Recuerdas la última vez que cantaste y jugaste: Veo, veo… ¿Qué ves?… Una cosita… ¿Qué cosita es?.

Hace un par de días, en la sala de espera de un consultorio médico y atenta al llamado para mi cita odontológica, me distraje con los juegos de una pequeña con su mamá.   

-Veo, veo decía la niña.
-¿Qué ves? Preguntaba la madre.
-Veo un ciempiés azul con colmillos de león. 

Y sí, la mayoria de los adultos presentes en esa sala de espera, giramos en búsqueda del ciempiés azul. Lo que yo vi fue a una mamá, con un ligero hinchazón en su mejilla, quien le hacía el quite al dolor entre cantos infantiles y un ciempiés. 

Cuando escribimos nos enfrentamos al dilema del ángulo, voz o perspectiva de quien cuenta la historia.

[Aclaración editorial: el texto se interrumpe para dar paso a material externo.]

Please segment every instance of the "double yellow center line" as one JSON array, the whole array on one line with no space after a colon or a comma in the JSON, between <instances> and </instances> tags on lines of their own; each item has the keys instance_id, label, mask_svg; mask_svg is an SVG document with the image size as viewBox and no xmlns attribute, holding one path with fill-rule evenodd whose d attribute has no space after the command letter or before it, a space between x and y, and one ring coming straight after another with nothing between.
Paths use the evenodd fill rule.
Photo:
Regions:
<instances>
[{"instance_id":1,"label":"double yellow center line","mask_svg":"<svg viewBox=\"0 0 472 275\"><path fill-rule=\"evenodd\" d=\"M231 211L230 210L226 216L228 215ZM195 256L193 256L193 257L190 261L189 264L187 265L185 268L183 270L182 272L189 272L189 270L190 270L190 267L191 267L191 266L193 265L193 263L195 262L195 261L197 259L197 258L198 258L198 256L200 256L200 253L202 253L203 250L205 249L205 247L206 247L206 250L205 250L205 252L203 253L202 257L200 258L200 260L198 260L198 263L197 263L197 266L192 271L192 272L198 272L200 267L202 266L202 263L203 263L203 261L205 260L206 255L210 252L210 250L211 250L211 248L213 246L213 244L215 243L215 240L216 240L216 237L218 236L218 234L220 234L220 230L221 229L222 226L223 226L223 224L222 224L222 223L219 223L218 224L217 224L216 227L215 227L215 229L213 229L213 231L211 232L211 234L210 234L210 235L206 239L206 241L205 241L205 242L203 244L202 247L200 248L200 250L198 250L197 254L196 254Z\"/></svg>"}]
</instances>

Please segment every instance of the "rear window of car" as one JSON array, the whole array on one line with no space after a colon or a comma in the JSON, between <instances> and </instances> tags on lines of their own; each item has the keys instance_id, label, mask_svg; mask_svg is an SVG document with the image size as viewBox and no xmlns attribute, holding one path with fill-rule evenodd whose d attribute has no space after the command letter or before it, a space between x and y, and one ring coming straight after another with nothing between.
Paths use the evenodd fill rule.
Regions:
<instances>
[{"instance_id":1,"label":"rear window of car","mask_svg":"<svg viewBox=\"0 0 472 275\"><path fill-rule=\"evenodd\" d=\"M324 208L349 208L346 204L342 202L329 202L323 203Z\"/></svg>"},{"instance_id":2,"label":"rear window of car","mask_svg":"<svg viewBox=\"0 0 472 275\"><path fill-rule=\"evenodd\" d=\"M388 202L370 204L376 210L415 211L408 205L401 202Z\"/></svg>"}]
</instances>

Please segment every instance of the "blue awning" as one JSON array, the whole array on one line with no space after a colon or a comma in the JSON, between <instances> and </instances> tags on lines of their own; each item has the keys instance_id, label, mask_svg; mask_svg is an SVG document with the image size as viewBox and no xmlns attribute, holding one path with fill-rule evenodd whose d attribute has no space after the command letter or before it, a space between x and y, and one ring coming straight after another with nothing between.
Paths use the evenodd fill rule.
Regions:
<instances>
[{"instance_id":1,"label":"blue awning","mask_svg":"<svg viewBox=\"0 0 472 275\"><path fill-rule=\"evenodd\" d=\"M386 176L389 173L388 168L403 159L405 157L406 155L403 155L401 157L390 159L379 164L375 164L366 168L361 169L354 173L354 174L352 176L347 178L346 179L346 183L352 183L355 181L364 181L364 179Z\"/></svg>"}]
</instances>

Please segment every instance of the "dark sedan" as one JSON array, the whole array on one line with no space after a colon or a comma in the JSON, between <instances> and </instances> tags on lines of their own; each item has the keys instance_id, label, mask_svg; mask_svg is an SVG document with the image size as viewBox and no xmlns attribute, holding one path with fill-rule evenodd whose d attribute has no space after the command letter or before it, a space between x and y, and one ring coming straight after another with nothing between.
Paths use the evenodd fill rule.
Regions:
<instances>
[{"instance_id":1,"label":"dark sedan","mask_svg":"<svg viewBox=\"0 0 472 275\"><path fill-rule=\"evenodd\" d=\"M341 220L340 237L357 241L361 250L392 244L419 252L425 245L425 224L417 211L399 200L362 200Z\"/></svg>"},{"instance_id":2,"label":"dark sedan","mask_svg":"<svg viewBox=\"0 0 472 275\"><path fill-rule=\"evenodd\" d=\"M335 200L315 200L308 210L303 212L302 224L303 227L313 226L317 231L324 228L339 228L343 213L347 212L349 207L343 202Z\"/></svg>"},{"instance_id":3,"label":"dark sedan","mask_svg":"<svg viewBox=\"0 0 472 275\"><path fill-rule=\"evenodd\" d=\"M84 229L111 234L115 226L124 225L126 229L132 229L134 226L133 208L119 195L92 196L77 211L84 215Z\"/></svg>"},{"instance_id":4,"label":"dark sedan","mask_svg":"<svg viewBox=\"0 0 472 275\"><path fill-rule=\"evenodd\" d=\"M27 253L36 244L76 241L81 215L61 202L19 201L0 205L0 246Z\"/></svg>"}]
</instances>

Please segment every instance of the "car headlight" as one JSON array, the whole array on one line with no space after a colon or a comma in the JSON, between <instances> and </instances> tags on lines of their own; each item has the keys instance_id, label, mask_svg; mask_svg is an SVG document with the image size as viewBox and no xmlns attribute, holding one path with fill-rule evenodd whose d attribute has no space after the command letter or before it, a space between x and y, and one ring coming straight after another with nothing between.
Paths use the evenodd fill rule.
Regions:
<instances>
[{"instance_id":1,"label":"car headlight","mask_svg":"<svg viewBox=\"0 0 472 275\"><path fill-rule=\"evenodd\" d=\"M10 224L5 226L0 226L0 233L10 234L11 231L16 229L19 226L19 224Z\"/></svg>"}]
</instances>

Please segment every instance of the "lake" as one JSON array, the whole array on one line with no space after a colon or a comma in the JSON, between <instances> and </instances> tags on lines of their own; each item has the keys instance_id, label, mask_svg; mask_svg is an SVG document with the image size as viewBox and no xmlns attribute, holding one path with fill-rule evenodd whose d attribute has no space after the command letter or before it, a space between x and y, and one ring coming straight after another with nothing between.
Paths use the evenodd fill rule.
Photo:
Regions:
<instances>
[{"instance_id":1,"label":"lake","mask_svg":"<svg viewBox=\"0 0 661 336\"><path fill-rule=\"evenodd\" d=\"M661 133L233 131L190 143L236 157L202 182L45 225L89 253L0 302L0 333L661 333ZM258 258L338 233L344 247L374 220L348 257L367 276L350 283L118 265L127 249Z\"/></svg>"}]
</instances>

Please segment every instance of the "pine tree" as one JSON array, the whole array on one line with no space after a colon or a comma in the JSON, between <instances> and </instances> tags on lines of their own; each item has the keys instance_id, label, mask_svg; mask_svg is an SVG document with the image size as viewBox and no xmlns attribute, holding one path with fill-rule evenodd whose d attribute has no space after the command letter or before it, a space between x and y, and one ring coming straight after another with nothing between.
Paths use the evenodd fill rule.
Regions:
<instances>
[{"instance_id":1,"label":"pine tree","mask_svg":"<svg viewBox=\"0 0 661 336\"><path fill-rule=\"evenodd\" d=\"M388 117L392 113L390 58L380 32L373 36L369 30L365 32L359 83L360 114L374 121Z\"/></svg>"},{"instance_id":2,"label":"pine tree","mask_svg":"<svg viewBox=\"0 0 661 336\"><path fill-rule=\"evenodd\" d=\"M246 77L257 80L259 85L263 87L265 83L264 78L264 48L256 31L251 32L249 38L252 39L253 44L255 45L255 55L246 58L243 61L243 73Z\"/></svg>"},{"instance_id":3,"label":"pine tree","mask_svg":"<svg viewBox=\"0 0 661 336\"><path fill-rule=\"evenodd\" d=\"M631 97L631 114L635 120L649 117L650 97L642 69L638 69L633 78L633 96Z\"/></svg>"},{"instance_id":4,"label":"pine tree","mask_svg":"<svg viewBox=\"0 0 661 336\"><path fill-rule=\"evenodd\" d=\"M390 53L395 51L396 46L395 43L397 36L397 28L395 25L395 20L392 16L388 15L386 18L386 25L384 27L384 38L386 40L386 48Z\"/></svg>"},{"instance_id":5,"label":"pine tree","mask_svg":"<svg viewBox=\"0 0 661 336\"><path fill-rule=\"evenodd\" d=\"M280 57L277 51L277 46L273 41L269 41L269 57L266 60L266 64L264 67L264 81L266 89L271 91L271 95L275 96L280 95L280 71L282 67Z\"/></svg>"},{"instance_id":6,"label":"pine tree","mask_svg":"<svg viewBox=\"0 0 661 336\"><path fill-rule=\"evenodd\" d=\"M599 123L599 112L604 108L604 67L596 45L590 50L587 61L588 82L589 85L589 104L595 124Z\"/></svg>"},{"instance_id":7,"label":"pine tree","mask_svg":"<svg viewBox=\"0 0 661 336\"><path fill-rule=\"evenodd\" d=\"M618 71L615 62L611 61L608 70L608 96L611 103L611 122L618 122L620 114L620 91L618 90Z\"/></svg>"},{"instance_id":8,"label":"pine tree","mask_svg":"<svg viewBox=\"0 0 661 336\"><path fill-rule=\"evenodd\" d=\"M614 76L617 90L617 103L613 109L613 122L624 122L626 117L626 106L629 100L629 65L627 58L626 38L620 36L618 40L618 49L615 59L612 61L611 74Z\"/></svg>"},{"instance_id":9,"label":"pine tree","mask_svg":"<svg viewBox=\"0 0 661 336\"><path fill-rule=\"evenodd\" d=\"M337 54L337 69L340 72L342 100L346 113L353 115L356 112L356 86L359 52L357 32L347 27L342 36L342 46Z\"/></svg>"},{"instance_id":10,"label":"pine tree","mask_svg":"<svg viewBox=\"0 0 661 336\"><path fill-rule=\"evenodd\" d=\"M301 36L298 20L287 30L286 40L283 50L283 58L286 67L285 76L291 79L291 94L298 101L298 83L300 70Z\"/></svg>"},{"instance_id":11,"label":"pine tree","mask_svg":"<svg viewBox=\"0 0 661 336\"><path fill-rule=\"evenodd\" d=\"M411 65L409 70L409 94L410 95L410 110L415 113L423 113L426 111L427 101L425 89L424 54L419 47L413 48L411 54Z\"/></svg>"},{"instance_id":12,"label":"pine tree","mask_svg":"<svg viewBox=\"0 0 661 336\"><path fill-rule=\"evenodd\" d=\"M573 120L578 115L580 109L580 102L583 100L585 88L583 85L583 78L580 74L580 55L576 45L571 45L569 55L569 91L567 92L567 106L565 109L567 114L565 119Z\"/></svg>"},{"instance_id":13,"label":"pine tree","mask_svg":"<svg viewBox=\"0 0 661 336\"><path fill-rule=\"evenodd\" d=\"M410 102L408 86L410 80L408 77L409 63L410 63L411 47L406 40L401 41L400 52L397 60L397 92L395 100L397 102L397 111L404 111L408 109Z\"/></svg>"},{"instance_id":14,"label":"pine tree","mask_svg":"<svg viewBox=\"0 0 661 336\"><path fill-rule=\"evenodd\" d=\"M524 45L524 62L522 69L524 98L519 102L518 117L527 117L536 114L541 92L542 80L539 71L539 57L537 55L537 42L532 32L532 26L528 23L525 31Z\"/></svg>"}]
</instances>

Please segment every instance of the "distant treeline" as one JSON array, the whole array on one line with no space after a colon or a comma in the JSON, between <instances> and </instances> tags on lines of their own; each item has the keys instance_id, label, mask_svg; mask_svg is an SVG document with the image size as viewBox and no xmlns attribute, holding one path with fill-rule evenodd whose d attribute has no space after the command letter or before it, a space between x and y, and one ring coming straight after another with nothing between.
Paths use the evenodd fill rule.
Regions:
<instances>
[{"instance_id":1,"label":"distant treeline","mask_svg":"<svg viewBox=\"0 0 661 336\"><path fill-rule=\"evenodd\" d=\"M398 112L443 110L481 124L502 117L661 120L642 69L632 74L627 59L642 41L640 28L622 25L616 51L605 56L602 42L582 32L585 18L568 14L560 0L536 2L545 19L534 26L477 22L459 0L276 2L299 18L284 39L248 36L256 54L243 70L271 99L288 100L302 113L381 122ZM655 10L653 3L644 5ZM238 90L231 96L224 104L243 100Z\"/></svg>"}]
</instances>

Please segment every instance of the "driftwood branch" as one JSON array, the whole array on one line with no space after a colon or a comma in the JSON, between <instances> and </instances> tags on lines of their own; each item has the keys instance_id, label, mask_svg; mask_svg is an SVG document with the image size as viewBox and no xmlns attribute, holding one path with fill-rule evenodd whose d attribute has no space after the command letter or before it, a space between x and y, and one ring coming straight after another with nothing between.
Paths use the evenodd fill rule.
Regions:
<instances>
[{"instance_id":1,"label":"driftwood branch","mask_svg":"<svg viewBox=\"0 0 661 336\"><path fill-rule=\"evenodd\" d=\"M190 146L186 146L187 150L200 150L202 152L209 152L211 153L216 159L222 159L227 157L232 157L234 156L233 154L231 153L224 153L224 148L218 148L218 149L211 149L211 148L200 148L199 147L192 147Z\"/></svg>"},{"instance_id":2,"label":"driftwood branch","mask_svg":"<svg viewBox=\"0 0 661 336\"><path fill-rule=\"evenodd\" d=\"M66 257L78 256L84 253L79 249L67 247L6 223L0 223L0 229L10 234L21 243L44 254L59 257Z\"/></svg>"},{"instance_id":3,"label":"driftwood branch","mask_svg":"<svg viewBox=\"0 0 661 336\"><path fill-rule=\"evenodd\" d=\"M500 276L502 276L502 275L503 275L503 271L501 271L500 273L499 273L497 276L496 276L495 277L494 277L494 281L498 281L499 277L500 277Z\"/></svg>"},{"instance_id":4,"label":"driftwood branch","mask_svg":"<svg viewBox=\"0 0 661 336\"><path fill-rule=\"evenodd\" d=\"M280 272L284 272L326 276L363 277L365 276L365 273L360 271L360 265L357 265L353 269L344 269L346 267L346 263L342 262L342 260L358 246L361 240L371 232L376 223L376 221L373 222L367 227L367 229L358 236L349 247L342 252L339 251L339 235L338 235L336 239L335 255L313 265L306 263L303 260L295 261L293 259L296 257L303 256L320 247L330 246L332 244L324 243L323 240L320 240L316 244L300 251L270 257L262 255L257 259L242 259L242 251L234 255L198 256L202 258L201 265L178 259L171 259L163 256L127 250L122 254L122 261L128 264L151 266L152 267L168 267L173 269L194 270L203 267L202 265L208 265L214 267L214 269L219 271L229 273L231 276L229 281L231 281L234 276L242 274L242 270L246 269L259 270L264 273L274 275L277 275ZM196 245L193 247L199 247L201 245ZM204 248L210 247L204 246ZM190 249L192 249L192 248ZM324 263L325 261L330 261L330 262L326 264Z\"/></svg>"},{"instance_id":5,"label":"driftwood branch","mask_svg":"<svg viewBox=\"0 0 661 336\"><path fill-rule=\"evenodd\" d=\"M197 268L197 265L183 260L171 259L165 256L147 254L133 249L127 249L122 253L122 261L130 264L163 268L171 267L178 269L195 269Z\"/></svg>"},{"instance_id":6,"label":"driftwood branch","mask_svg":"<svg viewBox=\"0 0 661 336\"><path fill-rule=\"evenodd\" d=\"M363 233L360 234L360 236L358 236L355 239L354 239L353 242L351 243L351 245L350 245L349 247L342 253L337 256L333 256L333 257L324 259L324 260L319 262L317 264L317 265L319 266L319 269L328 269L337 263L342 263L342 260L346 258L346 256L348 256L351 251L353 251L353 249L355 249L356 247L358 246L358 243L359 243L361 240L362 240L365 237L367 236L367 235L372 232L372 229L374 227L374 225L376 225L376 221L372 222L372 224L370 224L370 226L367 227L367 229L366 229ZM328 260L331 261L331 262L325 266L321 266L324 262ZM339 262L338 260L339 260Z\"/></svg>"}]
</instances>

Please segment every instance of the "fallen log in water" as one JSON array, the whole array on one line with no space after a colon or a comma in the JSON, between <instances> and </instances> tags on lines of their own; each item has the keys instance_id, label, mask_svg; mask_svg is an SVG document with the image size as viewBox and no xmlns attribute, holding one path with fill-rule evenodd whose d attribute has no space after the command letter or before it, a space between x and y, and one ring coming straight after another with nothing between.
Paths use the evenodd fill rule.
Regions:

Ubicar al narrador en ese lugar estratégico, se convierte mucha veces en el punto que dispara la historia. Pero puede suceder también que tomar esa importante decisión nuble nuestro proceso creativo.

Narrar en primera persona por ejemplo, nos lleva a un plano íntimo, a un espacio de complicidad y cargado de muchos detalles. Por otro lado, elegir a un narrador en tercera persona, nos permite recrear, observar e incluso interactuar en una escena, un lugar o un momento de la trama. La decisión es determinante y es la esencia de la historia.   

Pero no todo es cuestión del yo, tú, él nosotros o ellos. Narrar con perspectiva es ver, escuchar y sentir al otro. Es permitirnos explorar nuevos ángulos o puntos de vista, es al mismo tiempo, permitirnos llevar a nuestro proceso creativo la capacidad humana de la ¨empatía¨.

Escribir con empatía es ponernos en la piel de otros, en el sentir de otros. Es entrar en contacto real y honesto con nuestro entorno. Es captar los detalles, es lograr inspiración desde lo que nos ofrece lo cotidiano, el mundo que habitamos. Mundo en el que definitivamente, no estamos solos. 

Escribir con empatía nutre nuestra perspectiva y nos hace más humanos. Es ver que la vida tiene mil y un ángulos, como la vemos, como la vivimos, como la escribimos, depende por tanto, del lugar desde donde nos paramos a verla.  

¨No creo que haya ninguna verdad. Solo hay puntos de vista”. Allen Ginsberg.